Gehirn-Computer-Schnittstelle

"Der Mensch denkt, die Maschine lenkt": So lässt sich, streng vereinfacht, das Prinzip des "Brain Computer Interface" (BCI) umschreiben. "BCI, auch Gehirn-Computer-Schnittstelle genannt, heißt, die Kraft der Gedanken direkt in technische Steuersignale umzusetzen", erklärte Gernot Müller-Putz, Leiter des Instituts für semantische Datenanalyse der TU Graz, bei einer Führung durch das BCI-Labor. Die Forschung und Entwicklung von BCI-Lösungen, die auf der Idee beruhen, die verschiedenen Muster der Gehirnströme für die Interaktion per Computer zu nutzen, berge vor allem für Personen mit körperlichen Handicaps neue Perspektiven.

"Schon die bloße Vorstellung, einen Arm zu heben, ändert messbar die elektrische Hirnaktivität", schildert Müller-Putz. Diese Änderungen der elektrischen Spannungen können über Messungen an der Schädeloberfläche mittels Elektroenzephalogramm (EEG) aufgezeichnet und in Signale für verschiedene Anwendungen umgewandelt werden: Etwa in die Steuerung einer Prothese oder die Bewegung eines PC-Cursors. Dazu braucht es aber einer Technologie, die das Datenrauschen des Gehirns in möglichst großer Vielfalt nicht nur sicher, sondern auch über längere Zeiträume erfassen, analysieren und klassifizieren kann.

Im BCI-Labor am Campus Inffeld der TU finden die Forscher entsprechende Arbeitsbedingungen: Messkabinen sind für die Elektroenzephalografie (EEG) ausgerichtet, eine davon ist rollstuhlgerecht. Eine dritte Messkabine ist speziell für die Nahinfrarotspektroskopie (NIRS) eingerichtet: Hier wird neben dem Blutfluss auch kontinuierlich der Blutdruck, die Atmung und das EKG gemessen. Auch Augenbewegungen und Muskelaktivitäten können aufgezeichnet werden, und für besondere Analysen gibt es ein Laufband, um Gehirnaktivität während des Gehens zu messen.

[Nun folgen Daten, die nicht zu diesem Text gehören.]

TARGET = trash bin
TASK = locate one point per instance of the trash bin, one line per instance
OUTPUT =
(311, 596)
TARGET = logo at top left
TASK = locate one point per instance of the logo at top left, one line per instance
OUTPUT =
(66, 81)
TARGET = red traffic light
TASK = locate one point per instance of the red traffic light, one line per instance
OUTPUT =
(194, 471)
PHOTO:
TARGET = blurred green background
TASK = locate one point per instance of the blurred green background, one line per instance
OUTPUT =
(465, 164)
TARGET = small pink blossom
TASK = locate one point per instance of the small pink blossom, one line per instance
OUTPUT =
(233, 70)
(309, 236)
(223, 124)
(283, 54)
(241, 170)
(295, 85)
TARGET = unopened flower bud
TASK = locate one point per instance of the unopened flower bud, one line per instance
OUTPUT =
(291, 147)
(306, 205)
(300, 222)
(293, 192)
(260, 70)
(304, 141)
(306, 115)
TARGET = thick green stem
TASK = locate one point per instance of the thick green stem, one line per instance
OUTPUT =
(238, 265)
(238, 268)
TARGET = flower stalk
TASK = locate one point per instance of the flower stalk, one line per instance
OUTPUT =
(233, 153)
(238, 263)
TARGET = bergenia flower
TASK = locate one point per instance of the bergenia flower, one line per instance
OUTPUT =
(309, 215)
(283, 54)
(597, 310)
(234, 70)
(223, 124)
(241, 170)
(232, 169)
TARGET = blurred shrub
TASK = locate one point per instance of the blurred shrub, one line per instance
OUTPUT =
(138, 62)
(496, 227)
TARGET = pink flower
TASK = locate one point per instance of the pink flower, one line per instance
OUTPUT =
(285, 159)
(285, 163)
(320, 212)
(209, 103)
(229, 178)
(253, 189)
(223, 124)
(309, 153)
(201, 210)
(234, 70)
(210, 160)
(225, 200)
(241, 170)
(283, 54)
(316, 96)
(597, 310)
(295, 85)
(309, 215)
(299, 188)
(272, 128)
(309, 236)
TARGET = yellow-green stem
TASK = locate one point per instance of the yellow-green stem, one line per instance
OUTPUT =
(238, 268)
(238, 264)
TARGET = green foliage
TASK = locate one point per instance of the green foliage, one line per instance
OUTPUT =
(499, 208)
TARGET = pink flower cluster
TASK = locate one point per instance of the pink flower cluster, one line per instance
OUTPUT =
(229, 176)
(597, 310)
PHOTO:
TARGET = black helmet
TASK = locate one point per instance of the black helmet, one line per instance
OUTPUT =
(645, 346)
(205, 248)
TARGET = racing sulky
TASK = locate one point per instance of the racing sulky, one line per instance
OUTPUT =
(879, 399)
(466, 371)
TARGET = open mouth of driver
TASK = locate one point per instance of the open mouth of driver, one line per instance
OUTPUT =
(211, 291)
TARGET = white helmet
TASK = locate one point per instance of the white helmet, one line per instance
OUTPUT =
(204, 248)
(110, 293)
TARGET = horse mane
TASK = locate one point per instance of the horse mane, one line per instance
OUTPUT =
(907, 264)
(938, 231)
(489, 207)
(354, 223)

Zurzeit sind die Grazer Forscher in sechs EU-Projekte eingebunden: Das in den nächsten Wochen auslaufende Projekt TOBIS hatte das Ziel, Neuroprothesen zur Armbewegungs- und Greifwiederherstellung zu entwickeln: "Damit könnten die durch hohe Querschnittslähmung zuvor eingeschränkten Funktionen der Hand, also das Greifen, wieder hergestellt werden", schildert Müller-Putz. Gesteuert wird mit Bewegungsvorstellungen.

Im EU-Projekt DECODER treiben die Grazer Wissenschafter den Einsatz von Gehirn-Computer-Schnittstellen zur Erkennung von Bewusstsein bei "non-responsive"-Patienten voran - also bei Personen, die zwar prinzipiell wach sind, aber keine oder so gut wie keine Reaktionen auf Stimuli oder Äußerungen innerer Bedürfnisse zeigen können: "Entweder ist bei diesen Patienten tatsächlich kein wirkliches Bewusstsein mehr vorhanden , oder ihre motorischen Funktionen sind komplett ausgefallen", so Müller-Putz. Im letzteren Fall, könnte der Einsatz von BCI zumindest eine minimale Kommunikation mit der Umwelt ermöglichen: Die Grazer Experten entwickeln dazu ein BCI für Systeme, die durch einen einzigen Schalter gesteuert werden können.